Porphyry believed that it was not only wrong to kill animals for their sake, it also interfered with the philosopher's ability to become like that of God, to be holy and just.

'Moreover, we ought to make only those sacrifices by which we hurt no-one, for sacrifice more than anything else, must be harmless to everyone. If someone says that God gave us animals, no less than crops, for our use, the answer is that when animals are sacrificed some harm is done to them, in that they are deprived of soul' (2.12.3).

God, on the other hand, does no harm to anything. 'The Greater in the universe is altogether harmless, and itself by its power safeguards all, does good to all, and lacks nothing; whereas we are harmless to all by being just, but by being mortal we lack necessities' (3.26.11).

According to Porphyry meat was also unhealthy for the body and the soul. 'Find me someone who is eager to live, as far as possible, in accordance with intellect and to be undistracted by the passions which affect the body, and let him demonstrate that meat-eating is easier to provide than dishes of fruits and vegetables; that meat is cheaper to prepare than inanimate food for which chefs are not needed at all; that compared with inanimate food, it is intrinsically pleasure-free and lighter on the digestion, and more quickly assimilated by the body than vegetables; that it is less provocative of desires and less conducive to obesity and robustness than a diet of inanimate food' (1.46.2).
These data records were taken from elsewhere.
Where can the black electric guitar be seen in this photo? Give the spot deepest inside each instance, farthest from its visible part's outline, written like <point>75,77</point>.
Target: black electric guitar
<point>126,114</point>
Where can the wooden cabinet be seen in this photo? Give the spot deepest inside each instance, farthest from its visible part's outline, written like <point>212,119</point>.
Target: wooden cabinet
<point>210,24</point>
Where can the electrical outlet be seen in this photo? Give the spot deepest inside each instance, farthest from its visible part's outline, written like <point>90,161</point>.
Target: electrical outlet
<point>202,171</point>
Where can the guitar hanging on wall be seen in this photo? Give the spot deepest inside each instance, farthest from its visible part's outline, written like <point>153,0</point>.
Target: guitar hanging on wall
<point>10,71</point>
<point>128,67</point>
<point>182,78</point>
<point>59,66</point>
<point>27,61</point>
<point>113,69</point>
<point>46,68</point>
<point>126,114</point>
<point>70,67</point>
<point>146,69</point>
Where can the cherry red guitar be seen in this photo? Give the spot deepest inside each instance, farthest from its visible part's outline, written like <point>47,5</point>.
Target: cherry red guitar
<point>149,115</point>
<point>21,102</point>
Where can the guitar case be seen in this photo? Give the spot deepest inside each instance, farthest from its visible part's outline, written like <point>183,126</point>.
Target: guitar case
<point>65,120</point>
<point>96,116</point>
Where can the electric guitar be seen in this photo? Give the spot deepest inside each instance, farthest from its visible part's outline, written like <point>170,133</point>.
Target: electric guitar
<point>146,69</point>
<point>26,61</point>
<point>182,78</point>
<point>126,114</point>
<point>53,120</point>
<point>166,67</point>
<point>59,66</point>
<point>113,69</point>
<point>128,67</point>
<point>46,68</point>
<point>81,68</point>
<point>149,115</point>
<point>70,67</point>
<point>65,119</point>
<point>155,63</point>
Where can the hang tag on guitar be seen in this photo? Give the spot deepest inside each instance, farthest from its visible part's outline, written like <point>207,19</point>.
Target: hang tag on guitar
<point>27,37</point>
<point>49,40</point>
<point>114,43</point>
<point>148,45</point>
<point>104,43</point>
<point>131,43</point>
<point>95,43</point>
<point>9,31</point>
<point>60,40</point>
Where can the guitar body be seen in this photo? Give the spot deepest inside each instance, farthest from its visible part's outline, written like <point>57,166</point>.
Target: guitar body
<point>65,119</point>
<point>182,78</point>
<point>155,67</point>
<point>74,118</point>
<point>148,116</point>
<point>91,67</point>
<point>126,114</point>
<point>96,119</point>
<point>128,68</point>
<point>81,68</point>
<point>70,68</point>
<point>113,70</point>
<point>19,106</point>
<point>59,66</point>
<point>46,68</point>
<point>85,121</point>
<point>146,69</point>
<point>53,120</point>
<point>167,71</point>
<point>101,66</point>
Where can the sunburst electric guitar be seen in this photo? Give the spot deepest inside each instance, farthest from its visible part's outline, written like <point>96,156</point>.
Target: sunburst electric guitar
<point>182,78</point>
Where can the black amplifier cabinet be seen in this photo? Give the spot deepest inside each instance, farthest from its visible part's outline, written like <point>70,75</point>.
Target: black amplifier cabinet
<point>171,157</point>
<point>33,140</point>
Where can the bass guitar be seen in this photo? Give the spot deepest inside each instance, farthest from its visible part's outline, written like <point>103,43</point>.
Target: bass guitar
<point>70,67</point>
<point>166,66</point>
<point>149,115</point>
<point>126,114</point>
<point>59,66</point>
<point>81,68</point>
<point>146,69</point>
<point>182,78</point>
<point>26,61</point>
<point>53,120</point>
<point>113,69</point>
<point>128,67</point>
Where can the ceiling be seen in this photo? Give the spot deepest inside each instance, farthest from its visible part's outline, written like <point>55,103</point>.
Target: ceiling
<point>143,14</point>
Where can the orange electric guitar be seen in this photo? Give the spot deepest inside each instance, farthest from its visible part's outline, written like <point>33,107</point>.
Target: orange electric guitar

It is important to note here that Porphyry was not against eating honey and drinking milk for the following reasons: 'As for taking what bees produce, it comes from our efforts, so it is proper that the profit should also be shared: the bees collect honey from the plants, but we look after the bees. So we must share it out in such a way that they suffer no harm, and what they cannot use, but we can, is in a way their payment to us' (2.13.2). Porphyry had this to say about milk. 'But taking necessities does not harm...sheep, when we shall rather benefit them by shearing them and shall share their milk when providing them with our care' (3.27.12).

Clearly, Porphyry was not vegan in the sense that we would speak of someone as being vegan today. However what is extraordinary about him (and indeed other philosophers such as Pythagoras and Plutarch), is that he abstained from the unnecessary killing and eating of animals because he believed in the worth of other beings other than the human and endeavoured to try to live a life that did the least harm.

"Pierre Courcelle concluded that, although On Abstinence probably survived only in the Greek East, Porphyry's works on the soul and on Aristotelian logic made him the most important representative of Greek philosophy in the west: 'the master of western thought' " (Clark 2000 :5).

REFERENCE

Porphyry. On Abstinence from Killing Animals. Trans. Gillian Clark. London, Duckworth, 2000.